Ama en zoru başkacaydı. Kendi gibi o kadar da süper olmayan kahramanlar öldürülürken önce “keşke o çok süper kahramanlar gibi çok süper özelliklerim olsaydı” diye geçirdi içinden. Havalı karate hamleleri ya da ateş topu, fırtına saldırısı filan.
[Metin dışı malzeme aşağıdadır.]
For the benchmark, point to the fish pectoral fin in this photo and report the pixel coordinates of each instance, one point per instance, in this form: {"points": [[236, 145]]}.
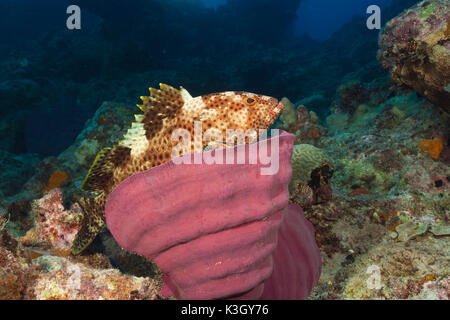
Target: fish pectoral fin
{"points": [[92, 224]]}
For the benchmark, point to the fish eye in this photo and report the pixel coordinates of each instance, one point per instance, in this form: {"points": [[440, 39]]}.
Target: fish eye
{"points": [[249, 101]]}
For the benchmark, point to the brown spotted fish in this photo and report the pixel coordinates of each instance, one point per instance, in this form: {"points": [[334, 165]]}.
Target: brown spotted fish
{"points": [[148, 142]]}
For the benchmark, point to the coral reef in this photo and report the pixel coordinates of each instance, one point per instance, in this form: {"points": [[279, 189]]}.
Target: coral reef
{"points": [[37, 267], [312, 170], [304, 124], [55, 227], [65, 280], [415, 47]]}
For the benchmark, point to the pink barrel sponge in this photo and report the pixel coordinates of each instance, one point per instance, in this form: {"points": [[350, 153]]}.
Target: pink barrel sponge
{"points": [[220, 230]]}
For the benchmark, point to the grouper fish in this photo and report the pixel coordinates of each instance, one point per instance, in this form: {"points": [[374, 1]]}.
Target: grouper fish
{"points": [[149, 142]]}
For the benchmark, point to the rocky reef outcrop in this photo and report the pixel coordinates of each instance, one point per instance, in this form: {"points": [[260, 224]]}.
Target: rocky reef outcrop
{"points": [[415, 48]]}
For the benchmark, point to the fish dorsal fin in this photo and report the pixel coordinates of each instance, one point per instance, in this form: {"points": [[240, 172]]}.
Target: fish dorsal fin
{"points": [[185, 94], [100, 175], [163, 103]]}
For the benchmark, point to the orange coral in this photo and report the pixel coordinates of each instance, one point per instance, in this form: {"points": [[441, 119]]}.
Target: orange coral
{"points": [[55, 181], [434, 147]]}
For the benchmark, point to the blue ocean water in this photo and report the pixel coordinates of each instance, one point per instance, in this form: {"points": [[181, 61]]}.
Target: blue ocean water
{"points": [[273, 47]]}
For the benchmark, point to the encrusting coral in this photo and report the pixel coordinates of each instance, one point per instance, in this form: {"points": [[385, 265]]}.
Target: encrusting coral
{"points": [[415, 47], [434, 147], [312, 171]]}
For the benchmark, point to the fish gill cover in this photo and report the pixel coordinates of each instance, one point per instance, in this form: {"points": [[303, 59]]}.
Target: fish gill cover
{"points": [[368, 109]]}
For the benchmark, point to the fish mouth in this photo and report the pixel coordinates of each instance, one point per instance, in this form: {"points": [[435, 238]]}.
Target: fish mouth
{"points": [[274, 111]]}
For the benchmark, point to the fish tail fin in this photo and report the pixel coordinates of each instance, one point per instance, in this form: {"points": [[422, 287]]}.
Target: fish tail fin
{"points": [[93, 222]]}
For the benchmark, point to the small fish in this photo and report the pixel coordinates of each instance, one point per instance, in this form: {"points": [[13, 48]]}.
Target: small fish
{"points": [[148, 142]]}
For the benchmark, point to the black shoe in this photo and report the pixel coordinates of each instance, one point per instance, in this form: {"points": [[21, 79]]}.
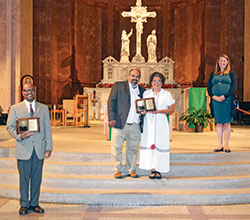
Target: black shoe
{"points": [[218, 150], [152, 175], [23, 211], [37, 209]]}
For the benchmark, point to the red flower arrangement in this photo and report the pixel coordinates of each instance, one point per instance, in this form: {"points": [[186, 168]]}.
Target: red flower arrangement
{"points": [[152, 146]]}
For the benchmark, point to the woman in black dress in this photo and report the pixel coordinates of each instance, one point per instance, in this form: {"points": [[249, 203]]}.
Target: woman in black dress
{"points": [[221, 88]]}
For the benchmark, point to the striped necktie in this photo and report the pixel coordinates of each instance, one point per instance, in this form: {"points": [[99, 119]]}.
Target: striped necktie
{"points": [[31, 111]]}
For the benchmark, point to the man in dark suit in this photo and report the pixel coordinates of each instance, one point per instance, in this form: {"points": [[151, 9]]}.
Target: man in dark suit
{"points": [[125, 123], [31, 148]]}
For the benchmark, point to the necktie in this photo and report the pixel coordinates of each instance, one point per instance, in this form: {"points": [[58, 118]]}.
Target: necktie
{"points": [[31, 111]]}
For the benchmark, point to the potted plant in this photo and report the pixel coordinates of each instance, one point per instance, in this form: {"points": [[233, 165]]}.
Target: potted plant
{"points": [[198, 117]]}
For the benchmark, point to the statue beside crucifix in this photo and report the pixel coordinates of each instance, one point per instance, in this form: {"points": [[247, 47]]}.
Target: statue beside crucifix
{"points": [[138, 15], [114, 70]]}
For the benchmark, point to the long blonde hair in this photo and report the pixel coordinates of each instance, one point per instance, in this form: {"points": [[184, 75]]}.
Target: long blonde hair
{"points": [[217, 66]]}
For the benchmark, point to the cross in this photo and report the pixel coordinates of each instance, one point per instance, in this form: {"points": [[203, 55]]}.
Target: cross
{"points": [[139, 15]]}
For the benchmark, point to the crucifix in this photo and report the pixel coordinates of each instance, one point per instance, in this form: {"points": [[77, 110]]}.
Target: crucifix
{"points": [[138, 15]]}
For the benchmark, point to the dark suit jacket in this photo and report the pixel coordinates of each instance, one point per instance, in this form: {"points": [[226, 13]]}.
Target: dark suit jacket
{"points": [[119, 103], [42, 141]]}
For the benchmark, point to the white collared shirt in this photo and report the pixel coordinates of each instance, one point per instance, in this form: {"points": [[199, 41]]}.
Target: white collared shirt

Üf deyince birilerini yıksaydı, püf deyince yer yerinden oynasaydı. Ne yapabilirdi ki? O kadar da süper değildi. Sadece ayağa kalktı. Ufka çevirdi yüzünü. Bulunduğu noktadan ufka uzanan bir o-kadar-da-süper-olmayan-kahramanlar-seli onu da arasına alıp çağladı.
…
Kahramanımız şehirde yine çok zor bir günü atlatmanın zaferini televizyon karşısında meyve soyarak kutladı. Fiyonklarından biri çoktan çıkmış terlikleri kahramanlıktan yorulmuş ayaklarından düşüyordu. Çamaşır suyu lekesi olmuş eteklerini topladı. Yarın yine zorlu bir gün onu bekliyordu.